Читать «Новый Мир ( № 1 2000)» онлайн - страница 119

Новый Мир Журнал Новый Мир

...Полетели вдруг, побежали сухим горошком слова “необходимость”, “случайность” — слова сорокалетних людей.

И робко поплыли слова, пятьдесят лет пролежавшие в памяти семидесятилетних, упрятанные от посторонних взоров: “мистический опыт”, “прозрение”.

16 апреля, Стромынка.

За темно-красным куполом диспансера открывалось голубое, яркое небо — той нарядной, слегка олеографической голубизны, какой бывает оно только в Москве и никогда не бывает в деревне, где нет городского резкого контраста между природой и неприродой, нет рамы для кусочков природы, как в городе.

27 мая. Отчетно-выборное собрание. Доклад Наровчатова.

...Если литература вызвала одобрение партии, значит, она его заслуживает.

...Первостепенные величины — Бунин, Куприн, Шмелев, Бальмонт.

...Необходимость антикапиталистического романа. Это самое уязвимое звено в нашей литературе (а Кочетов?..).

Иностранная комиссия разрабатывает практические меры для выполнения этой задачи.

...Рассказов мало, и эту прореху надо латать (почему?).

(Торжественно.) Перехожу к основным задачам организации.

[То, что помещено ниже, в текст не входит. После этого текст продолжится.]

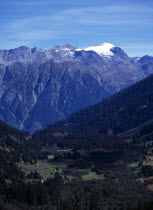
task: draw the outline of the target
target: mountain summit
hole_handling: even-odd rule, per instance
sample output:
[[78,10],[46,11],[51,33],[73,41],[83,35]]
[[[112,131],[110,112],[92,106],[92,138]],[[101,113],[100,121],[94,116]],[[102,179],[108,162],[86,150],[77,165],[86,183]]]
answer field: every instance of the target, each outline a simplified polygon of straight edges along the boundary
[[0,50],[0,119],[33,132],[151,73],[152,57],[136,61],[110,43]]
[[[103,43],[102,45],[95,45],[87,47],[85,51],[95,51],[100,56],[113,56],[114,53],[111,51],[116,45],[111,43]],[[81,50],[81,49],[78,49]]]

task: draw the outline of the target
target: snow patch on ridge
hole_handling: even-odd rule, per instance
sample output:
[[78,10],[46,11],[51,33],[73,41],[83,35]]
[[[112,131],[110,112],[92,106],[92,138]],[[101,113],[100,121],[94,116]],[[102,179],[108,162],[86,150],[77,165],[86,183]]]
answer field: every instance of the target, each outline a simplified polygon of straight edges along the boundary
[[[95,51],[100,56],[113,56],[114,53],[111,52],[111,49],[116,47],[116,45],[111,43],[103,43],[102,45],[96,45],[92,47],[85,48],[85,51]],[[83,49],[77,49],[77,51],[80,51]]]

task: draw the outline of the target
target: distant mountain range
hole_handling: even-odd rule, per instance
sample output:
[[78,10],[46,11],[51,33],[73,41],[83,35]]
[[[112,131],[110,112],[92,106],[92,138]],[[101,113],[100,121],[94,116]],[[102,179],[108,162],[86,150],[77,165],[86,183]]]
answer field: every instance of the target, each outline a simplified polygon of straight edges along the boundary
[[34,132],[153,73],[153,57],[114,44],[0,50],[0,119]]

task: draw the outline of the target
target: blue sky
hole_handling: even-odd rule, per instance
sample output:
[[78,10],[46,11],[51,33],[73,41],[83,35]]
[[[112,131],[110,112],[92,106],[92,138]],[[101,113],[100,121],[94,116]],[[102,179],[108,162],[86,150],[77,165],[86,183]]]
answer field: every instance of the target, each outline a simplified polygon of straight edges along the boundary
[[114,43],[153,55],[152,0],[1,0],[0,49]]

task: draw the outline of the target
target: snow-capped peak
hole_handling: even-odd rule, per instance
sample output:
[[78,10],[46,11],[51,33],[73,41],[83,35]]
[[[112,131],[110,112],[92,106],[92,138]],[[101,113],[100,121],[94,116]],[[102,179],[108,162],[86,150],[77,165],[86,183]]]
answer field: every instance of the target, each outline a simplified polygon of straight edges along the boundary
[[[116,47],[116,45],[111,43],[103,43],[102,45],[96,45],[87,47],[84,50],[85,51],[95,51],[97,54],[101,56],[113,56],[113,52],[111,52],[111,49]],[[81,49],[77,49],[77,51],[80,51]]]

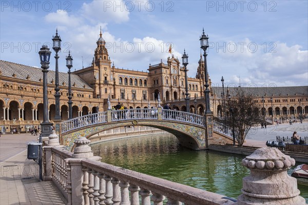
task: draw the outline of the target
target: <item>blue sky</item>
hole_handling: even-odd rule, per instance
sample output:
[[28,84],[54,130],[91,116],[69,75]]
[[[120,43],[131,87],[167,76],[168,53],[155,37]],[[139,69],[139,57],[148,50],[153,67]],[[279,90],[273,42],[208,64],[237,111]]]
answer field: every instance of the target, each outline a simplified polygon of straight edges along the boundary
[[[306,1],[2,1],[2,60],[40,67],[37,52],[62,40],[59,70],[90,65],[100,28],[116,67],[146,71],[172,53],[189,56],[188,76],[196,75],[199,36],[208,35],[208,71],[214,86],[308,85]],[[51,49],[52,50],[52,49]],[[52,56],[54,56],[53,51]],[[50,64],[55,70],[54,58]]]

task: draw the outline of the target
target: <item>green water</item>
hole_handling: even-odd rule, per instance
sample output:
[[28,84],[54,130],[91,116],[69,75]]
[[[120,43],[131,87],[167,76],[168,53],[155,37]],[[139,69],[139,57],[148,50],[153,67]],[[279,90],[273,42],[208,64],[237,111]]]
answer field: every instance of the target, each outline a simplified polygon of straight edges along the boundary
[[[249,174],[241,165],[244,156],[191,150],[172,135],[122,139],[91,147],[103,162],[235,198],[241,194],[242,179]],[[298,189],[308,201],[308,186],[298,184]]]

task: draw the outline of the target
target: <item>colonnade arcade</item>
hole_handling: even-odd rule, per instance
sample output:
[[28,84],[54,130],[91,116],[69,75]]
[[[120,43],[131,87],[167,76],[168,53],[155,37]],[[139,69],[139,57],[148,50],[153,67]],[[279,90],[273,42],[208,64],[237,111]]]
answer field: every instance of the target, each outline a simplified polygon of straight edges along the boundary
[[[223,116],[223,108],[222,105],[218,105],[216,110],[217,116]],[[274,107],[274,110],[273,108],[272,107],[264,107],[264,108],[261,108],[260,109],[255,108],[255,112],[256,112],[260,116],[273,116],[274,117],[289,117],[291,116],[295,116],[300,114],[305,115],[308,114],[308,106],[306,106],[304,107],[301,106]],[[227,110],[226,110],[226,114],[228,114],[228,111]]]
[[[0,119],[2,120],[43,120],[43,104],[37,101],[24,101],[23,100],[7,100],[0,99]],[[94,112],[95,107],[90,109],[87,106],[81,105],[72,107],[73,117],[91,114]],[[89,110],[90,110],[89,111]],[[49,120],[54,118],[55,105],[51,104],[49,108]],[[68,118],[68,107],[66,105],[61,106],[60,114],[62,119]]]

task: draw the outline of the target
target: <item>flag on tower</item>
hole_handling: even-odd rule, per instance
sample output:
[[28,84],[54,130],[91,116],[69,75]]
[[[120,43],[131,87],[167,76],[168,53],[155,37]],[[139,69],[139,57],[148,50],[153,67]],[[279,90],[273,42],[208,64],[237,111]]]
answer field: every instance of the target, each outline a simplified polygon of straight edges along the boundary
[[172,48],[171,47],[171,44],[170,44],[170,46],[169,47],[169,51],[168,52],[170,53],[170,54],[171,54],[172,53]]

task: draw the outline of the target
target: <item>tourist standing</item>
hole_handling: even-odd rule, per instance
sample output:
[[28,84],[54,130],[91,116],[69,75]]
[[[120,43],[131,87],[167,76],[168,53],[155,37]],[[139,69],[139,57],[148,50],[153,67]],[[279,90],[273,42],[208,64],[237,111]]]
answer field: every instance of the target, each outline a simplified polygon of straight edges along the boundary
[[299,144],[299,135],[297,134],[297,132],[293,132],[293,136],[292,136],[292,139],[293,139],[293,143],[294,145]]

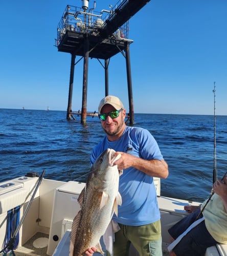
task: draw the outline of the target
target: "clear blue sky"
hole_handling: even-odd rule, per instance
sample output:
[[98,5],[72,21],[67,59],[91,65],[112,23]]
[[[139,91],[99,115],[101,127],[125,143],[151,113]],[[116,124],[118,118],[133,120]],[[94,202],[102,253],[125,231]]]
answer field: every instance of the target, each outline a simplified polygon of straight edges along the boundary
[[[97,0],[96,11],[117,0]],[[94,2],[89,1],[89,8]],[[81,0],[0,3],[0,108],[66,110],[71,54],[54,46],[66,5]],[[129,22],[135,113],[227,115],[227,1],[151,0]],[[76,60],[79,59],[78,57]],[[72,109],[81,109],[82,63],[75,67]],[[110,59],[110,94],[128,111],[125,59]],[[104,71],[89,59],[88,111],[105,95]]]

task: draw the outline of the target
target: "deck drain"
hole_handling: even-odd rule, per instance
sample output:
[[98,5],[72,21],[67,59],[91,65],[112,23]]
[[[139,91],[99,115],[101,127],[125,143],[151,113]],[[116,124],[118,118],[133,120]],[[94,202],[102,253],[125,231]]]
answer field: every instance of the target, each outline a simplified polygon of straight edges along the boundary
[[39,238],[36,239],[32,244],[35,248],[44,248],[48,246],[48,238]]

2 июля. Опять статьи под названием “Бессмертие” прежде, чем замуровали, опять хотят уверить, что смерти нет, хотят, чтобы не успели расстроиться.

Похороны космонавтов

Келдыш — мягким, медовым голосом, интонации дьячка, обволакивание. Энергично, без реверансов, ни на кого не глядя (а Б. поглядывает на него — едва ли не подобострастно) говорит Шаталов. Под конец только с жестковатой интонацией: “Заверяем... будем и дальше”.

Терешкова стоит среди космонавтов как муза скорби, причесанная пышно, с проваленными глазами. ...Глаза двенадцатилетней дочери Добровольского.

Разговоры

9 июля. Взрослые женщины разговаривают как дети:

— Она меня не поняла. Люська и Нина — эти меня давно поняли, а она нет. ...Положит нога на ногу и говорит: “Я в этом году думаю строить курс совсем по-другому... Буду больше давать теории...” Люська и Нина ничего, а я, конечно, завелась. Я вообще от таких вещей сразу завожусь.

(Ей под сорок, обручальное кольцо на руке...)

13 июля. Во дворе Чистого переулка, на скамеечке. Несколько женщин в серых вязаных платках, повязанных точно так, как тридцать — сорок и более лет назад.

— ...А махотки наставят — кто топленое, кто какое.

— А теперь — что ты! — чашку чаю-то не дадут.

— ...Вот помреть кто — один несет, другой несет. ...Корова-то яловая, а то не отелится. Так все несут. У нас был острог — тюрьма — не знаю, цел ли уж — трехэтажный. И к Рождеству, и к Пасхе — кто яичко, кто творожку — всегда носили. А сейчас! Бывало, скажет мама — пойдем, обязательно надо снесть.

— ...Пойти чулки одеть — ногам-то холодно.

— ...Пока я не намажу — не усну.

— А у меня вроде ничего нет, нет ничего, а вот потянуться хоцца — так и сведет, как ремень сделается, я прямо заплачу.

— ...Вот так, дорогая моя.

— Лето... зима завьюжит — и не выйдешь.

Вы ныряли в длинную, как тоннель, прохладную и грязную подворотню — и в узком тесном дворе прямо на вас вылезали огромные, старые, высоченные, буйно облитые июньской листвой московские тополя и липы.